Because Waving to a Sensor Is Not a Lighting Strategy

Meet PIR+: The Sensor That Doesn’t Ghost You

Of course, no conversation with Mat would be complete without talking about Holders’ latest pride and joy: the PIR+ sensor. Or as some might call it, the sensor that finally puts an end to waving your arms in the office just to stop the lights going out.

Most traditional PIR sensors are really just motion detectors, Mat explains. Sit still too long, and suddenly you’re working in the dark. PIR+ redefines presence detection. It keeps the lights on while you are in the room, even if you are completely still, and switches them off the moment you leave.

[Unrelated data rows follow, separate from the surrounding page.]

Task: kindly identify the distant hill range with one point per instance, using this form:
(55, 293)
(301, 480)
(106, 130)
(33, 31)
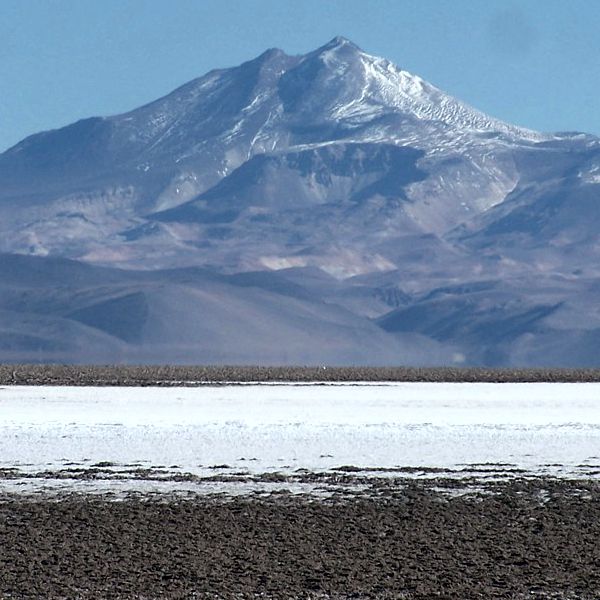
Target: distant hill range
(329, 208)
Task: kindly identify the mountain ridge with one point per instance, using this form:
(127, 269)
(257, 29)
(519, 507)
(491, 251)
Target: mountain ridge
(382, 197)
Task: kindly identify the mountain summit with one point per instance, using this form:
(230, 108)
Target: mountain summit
(335, 174)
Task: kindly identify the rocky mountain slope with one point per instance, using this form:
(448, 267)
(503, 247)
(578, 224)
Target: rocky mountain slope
(411, 227)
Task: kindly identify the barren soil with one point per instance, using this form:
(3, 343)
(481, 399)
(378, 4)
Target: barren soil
(518, 539)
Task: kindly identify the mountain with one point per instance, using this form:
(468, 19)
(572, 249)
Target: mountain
(331, 198)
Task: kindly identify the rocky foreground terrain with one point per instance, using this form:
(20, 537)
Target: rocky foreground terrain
(518, 538)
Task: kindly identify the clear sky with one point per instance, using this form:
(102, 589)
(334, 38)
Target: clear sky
(535, 63)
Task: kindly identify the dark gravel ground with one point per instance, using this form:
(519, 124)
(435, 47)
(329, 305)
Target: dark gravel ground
(190, 375)
(521, 539)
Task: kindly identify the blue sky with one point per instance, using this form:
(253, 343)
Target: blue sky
(534, 63)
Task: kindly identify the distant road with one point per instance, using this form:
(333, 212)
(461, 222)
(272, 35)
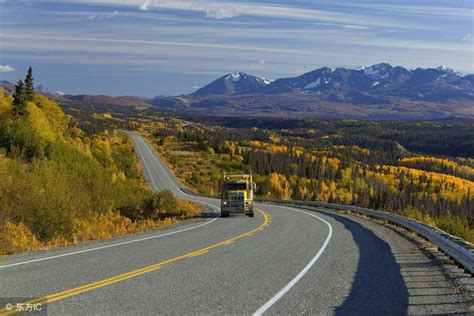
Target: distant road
(282, 261)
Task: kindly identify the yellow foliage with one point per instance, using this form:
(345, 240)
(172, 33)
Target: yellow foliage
(5, 107)
(16, 238)
(39, 122)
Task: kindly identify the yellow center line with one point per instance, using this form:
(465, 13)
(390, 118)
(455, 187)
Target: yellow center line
(135, 273)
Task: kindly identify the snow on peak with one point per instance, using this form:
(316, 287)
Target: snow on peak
(313, 84)
(378, 71)
(235, 76)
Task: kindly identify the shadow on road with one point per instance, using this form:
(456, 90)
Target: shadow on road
(378, 287)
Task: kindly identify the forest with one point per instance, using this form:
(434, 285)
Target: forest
(314, 164)
(60, 185)
(421, 169)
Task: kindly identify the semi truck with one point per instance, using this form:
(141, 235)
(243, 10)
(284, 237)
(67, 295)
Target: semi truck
(237, 194)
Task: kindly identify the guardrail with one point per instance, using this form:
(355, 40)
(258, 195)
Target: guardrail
(444, 241)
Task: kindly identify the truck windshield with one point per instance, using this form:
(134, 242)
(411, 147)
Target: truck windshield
(236, 186)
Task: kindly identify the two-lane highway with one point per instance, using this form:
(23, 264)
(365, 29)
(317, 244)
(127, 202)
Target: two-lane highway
(283, 261)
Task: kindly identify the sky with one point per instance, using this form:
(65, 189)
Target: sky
(167, 47)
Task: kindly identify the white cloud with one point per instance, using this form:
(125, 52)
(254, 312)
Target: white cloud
(145, 5)
(6, 68)
(221, 13)
(468, 38)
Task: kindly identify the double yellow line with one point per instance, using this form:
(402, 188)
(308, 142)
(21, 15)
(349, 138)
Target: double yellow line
(132, 274)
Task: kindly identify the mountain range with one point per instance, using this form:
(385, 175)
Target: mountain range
(380, 91)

That means more comfort, less frustration, and significant energy savings.

In fact, PIR+ with Zonal Control goes a step further. In a standard office, one sensor typically controls whole banks of lights regardless of who is sitting where. With PIR+, the lighting can be tuned desk by desk. One person sits down and their zone lights up. Another arrives elsewhere and their corner comes alive too. No more wasted light, no more wasted energy. It is smarter, more efficient, and far more human.

And the applications go beyond offices. PIR+ can trigger low-level night lights in hotel rooms, activate boardroom presentation modes, and deliver people counting, heat mapping, and visitor flow data that help building owners optimise everything from HVAC to cleaning schedules. All GDPR-compliant, by the way — no cameras, just thermal data.

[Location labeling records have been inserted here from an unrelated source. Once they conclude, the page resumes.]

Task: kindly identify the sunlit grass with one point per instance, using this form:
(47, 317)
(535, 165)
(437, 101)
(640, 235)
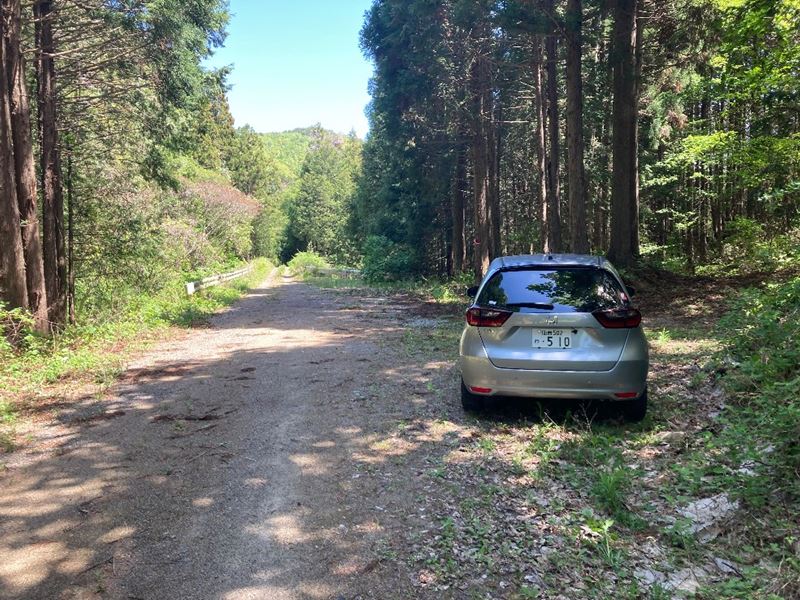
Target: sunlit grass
(94, 351)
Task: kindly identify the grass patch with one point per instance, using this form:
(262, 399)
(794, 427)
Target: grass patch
(93, 351)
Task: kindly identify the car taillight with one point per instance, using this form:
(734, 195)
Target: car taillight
(618, 318)
(487, 317)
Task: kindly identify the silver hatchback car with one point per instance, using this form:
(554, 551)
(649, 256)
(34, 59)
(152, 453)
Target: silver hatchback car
(554, 326)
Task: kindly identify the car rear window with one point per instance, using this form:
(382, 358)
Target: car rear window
(567, 290)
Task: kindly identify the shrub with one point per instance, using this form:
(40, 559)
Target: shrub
(385, 259)
(762, 367)
(305, 261)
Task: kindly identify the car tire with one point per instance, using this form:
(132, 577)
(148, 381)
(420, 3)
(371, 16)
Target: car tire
(635, 411)
(471, 402)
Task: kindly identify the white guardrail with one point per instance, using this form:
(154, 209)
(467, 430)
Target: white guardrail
(193, 286)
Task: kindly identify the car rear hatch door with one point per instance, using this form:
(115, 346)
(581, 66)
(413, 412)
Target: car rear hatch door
(575, 342)
(551, 326)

If you want the short version, PIR+ is a presence detector with brains, and possibly a sense of humour.

Always One Step Ahead

But as exciting as PIR+ is, it is only one step in a bigger journey. Mat has seen the industry leap from chokes to ballasts to wireless ecosystems. Today, it is AI-powered sensors and ambient IoT. Tomorrow? Who knows.

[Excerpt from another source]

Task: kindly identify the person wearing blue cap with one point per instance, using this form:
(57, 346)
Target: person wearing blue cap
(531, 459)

“When I entered the industry 16 years ago, we were still persuading clients to move from chokes to electronic ballasts,” he reflects. “Today, we’re talking about seamlessly integrated smart building platforms. The pace of innovation has been remarkable, and what excites me most is imagining where we’ll be another 16 years from now.”

If history is anything to go by, Holders will still be there, adapting, innovating, and probably finding ways to stop us all from doing Jumping Jacks in the office bathroom to get the lights on.